5,000万円が目標だ、とずっと言ってきた。

でも「5,000万円で本当に足りるのか」をちゃんと計算したことは、なかった。

こんにちは、hachiです。

固定費を棚卸しして、変動費を棚卸しして。
3部作の最後は「サイドFIRE後にいくら必要か」の試算。
数字を出して初めて見えてきたことがあった。


前提を整理する

計算の前に、使った数字を整理しておく。

目標資産: 5,000万円
これは以前から変わっていない。

取り崩し率: 4% / 5% / 6%の3パターン
トリニティスタディという研究がある。
30年間で資産が枯渇しない確率が高い取り崩し率を検証したもので、
「4%なら高い確率で資産が残る」という結論が有名だ。

ただし、これは株式60%・債券40%のポートフォリオが前提。
S&P500や全世界株式の直近10年の実績は年率10%前後(名目)で、
インフレ調整後で実質7〜8%程度(さらに税引き後はここから下がる)。
株式中心で運用するなら、5〜6%でも成立しうるという見方もある。
ただし直近の好調相場を根拠にするのは注意が必要という指摘もある。

自分が5%を選んだ根拠は別の記事に書いた。
今回は4%を保守的な基準として置き、5%・6%と並べて比較した。

取り崩し口座: NISA口座が前提
60歳以降は企業型DCも加わる予定。
特定口座は貯金扱いで、試算には含めていない。

副収入: 月10万 / 20万 / 30万の3パターン
サイドFIREなので、働き続ける前提。
専門職を活かしたコンサルや業務委託を想定している。
10万は週1〜2日程度のイメージ、
30万はかなり働いている感覚になる水準だ。
「どこまで働くか」を幅で見るために3つ並べた。

変動費の目標: 月20〜30万
念のため統計も調べた。
総務省の家計調査によると、
65歳以上の単身無職世帯の消費支出は月約15万円。

ただ、年齢も違うし、前提も違う。
そのまま当てはめるのは難しかった。

結局、変動費を棚卸しして
削りたくないものを残した上で
月20〜30万を目標に置くことにした。
旅行などの大きな出費は別枠で考える。


FIRE後の固定費を確認する

固定費を棚卸しした記事で、見落としていたものがあった。

所得税、住民税、社会保険料だ。

現役のあいだは給与天引きなので「固定費」として意識していなかった。
でもFIRE後は自分で払う。
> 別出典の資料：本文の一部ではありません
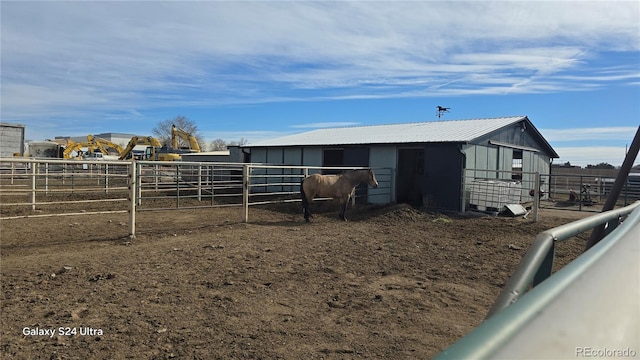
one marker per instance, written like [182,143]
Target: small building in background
[11,140]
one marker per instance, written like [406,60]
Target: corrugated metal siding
[420,132]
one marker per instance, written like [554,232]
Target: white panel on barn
[274,157]
[470,155]
[312,156]
[506,162]
[292,156]
[383,157]
[481,162]
[492,161]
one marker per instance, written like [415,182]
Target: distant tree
[240,142]
[601,166]
[162,131]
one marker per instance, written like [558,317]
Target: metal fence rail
[154,185]
[40,183]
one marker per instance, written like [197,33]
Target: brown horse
[340,186]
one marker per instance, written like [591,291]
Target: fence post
[536,196]
[199,182]
[245,191]
[46,178]
[33,185]
[133,179]
[106,178]
[138,178]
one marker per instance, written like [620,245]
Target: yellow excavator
[91,144]
[154,150]
[103,144]
[178,133]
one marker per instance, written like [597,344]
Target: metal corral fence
[564,314]
[76,187]
[30,184]
[490,190]
[493,190]
[185,185]
[584,191]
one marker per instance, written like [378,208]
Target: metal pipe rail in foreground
[537,263]
[556,319]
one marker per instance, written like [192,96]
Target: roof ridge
[416,122]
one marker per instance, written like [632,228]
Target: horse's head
[372,179]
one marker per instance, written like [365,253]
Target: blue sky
[265,69]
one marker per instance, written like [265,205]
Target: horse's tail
[305,201]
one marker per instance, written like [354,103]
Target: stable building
[427,160]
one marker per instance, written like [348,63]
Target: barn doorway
[348,156]
[410,176]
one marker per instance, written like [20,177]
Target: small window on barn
[420,163]
[516,165]
[332,157]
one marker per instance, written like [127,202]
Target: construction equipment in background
[92,144]
[72,147]
[178,133]
[154,150]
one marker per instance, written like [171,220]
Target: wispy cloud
[595,134]
[79,60]
[325,125]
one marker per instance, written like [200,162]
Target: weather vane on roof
[442,110]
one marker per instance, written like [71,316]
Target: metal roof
[418,132]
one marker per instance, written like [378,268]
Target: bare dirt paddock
[394,282]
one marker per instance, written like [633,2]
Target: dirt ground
[394,282]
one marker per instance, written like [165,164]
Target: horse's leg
[305,202]
[307,211]
[343,208]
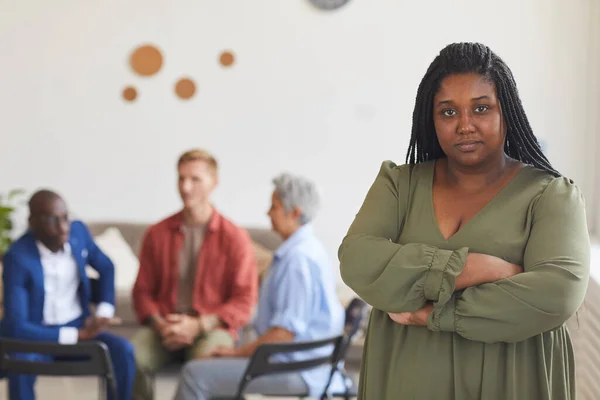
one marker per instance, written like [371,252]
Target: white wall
[326,95]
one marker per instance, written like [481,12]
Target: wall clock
[328,4]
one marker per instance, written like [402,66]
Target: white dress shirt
[61,300]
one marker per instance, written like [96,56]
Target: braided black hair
[457,58]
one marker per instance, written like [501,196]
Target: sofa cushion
[114,245]
[264,257]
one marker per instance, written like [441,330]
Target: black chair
[82,359]
[261,364]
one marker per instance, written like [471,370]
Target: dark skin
[471,132]
[49,222]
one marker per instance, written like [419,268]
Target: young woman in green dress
[474,253]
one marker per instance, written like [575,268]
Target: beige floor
[87,389]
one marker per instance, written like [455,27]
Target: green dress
[502,340]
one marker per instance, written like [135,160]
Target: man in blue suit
[47,292]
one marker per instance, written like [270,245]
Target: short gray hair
[295,191]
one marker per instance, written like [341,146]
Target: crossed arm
[500,302]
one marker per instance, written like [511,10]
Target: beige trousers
[151,356]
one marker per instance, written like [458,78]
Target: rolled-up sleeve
[293,297]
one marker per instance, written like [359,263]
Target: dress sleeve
[389,276]
[546,294]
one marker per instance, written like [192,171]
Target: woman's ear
[296,213]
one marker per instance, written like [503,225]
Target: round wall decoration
[185,88]
[328,4]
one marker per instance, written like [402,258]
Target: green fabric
[502,340]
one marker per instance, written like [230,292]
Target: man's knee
[145,345]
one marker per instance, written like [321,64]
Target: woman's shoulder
[551,189]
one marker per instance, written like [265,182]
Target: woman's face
[468,120]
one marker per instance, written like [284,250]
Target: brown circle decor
[129,93]
[227,59]
[146,60]
[185,88]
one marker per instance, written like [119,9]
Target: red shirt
[226,281]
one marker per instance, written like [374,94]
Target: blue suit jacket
[23,279]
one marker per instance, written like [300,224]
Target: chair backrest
[356,312]
[86,358]
[261,362]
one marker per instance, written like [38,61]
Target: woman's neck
[474,178]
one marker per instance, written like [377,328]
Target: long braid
[521,143]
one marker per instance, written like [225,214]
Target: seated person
[47,292]
[197,282]
[297,303]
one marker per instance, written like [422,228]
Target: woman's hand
[418,318]
[483,268]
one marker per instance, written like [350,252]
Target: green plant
[7,207]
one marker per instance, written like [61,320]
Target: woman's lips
[468,146]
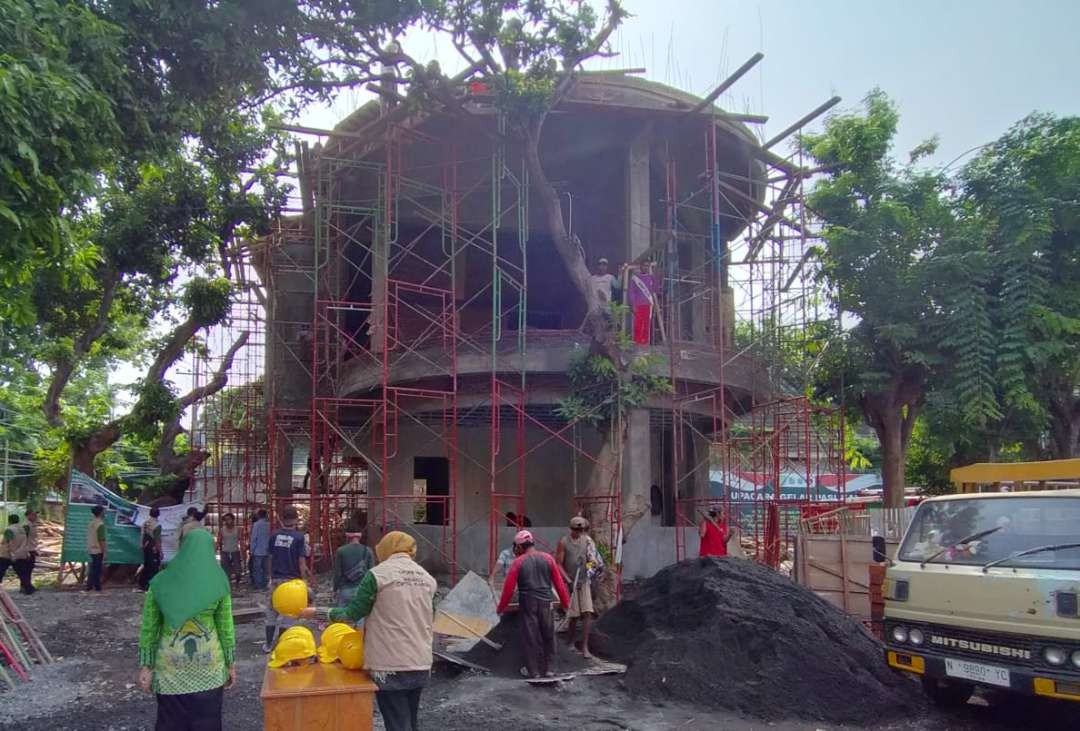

国民年金・国民健康保険・所得税・住民税。
これが毎月のコストとしてのしかかってくる。

副収入の額によって変わるので、3パターンで概算を出した。

国民健康保険料と所得税・住民税は自治体・所得構成によって大きく異なる。青色申告控除等でも変わるため、あくまで感覚値として置いておく。

固定費の棚卸しで出した固定費(207,000円)に合算すると:

  • 副収入10万の場合: 約24.5万円/月

  • 副収入20万の場合: 約27万円/月

  • 副収入30万の場合: 約30万円/月


パターン表で見る

取り崩し額を月換算すると:

  • 4%: 約16.7万円/月

  • 5%: 約20.8万円/月

  • 6%: 約25.0万円/月

これに副収入を足して、固定費を引いた残りが変動費になる。

変動費として確保できる額(月)

目標の月20〜30万に届くのは、副収入30万 × 取り崩し5〜6%、あるいは副収入20万 × 取り崩し6%あたりだ。

副収入10万だと、どのパターンでもかなり苦しい。

自分は副収入20〜30万・取り崩し5%が現実的な目標か。


5,000万円で足りるか

表を見て感じたのは、「副収入がカギだ」ということだ。

5,000万円があっても、副収入10万では変動費がほとんど残らない。
逆に副収入30万あれば、取り崩し5%でも月21万の変動費が確保できる。

「5,000万円で足りるか」という問いへの答えは、
副収入をいくら稼ぐか次第、というのが正直なところだ。

取り崩し6%は数字が良く見えるが、長期では資産が縮小するリスクがある。
30年後まで取り崩し続けることを考えると、
自分は5%を軸に置いておきたいと思っている。

55歳でFIREした場合、60歳から年金を繰り上げ受給できる。
24%の減額にはなるが、その分早く取り崩しを減らせる。
自分は60歳からもらう前提で考えている。

受給タイミングをいつにするかも試算に影響する変数のひとつで、
副収入の額と合わせて、答えは人によって変わる。


まとめ

固定費、変動費、試算と、3回並べてみて分かったことがある。

「5,000万円あれば大丈夫」という固定値はない。
副収入をいくら稼ぐか、年金をいつからもらうか。
変数がいくつかあって、その組み合わせで答えが変わる。

逆に言えば、変数は自分で動かせる。
それが出口設計を考える意味だと思っている。

数字を出す前より、少し見晴らしが良くなった気がする。

数字の精度はまだ粗い。
税金も年金の正確な額も、概算の域を出ていない。
ただ、粗くても「見えた」と「見えていない」では全然違う。

55歳まであと5年。
出口戦略は資産形成以上に大事だと思う。
精度を上げながら、このシリーズを続けていくつもりだ。


※本記事は情報共有を目的としたものです。投資・資産形成はご自身の判断と責任で行ってください。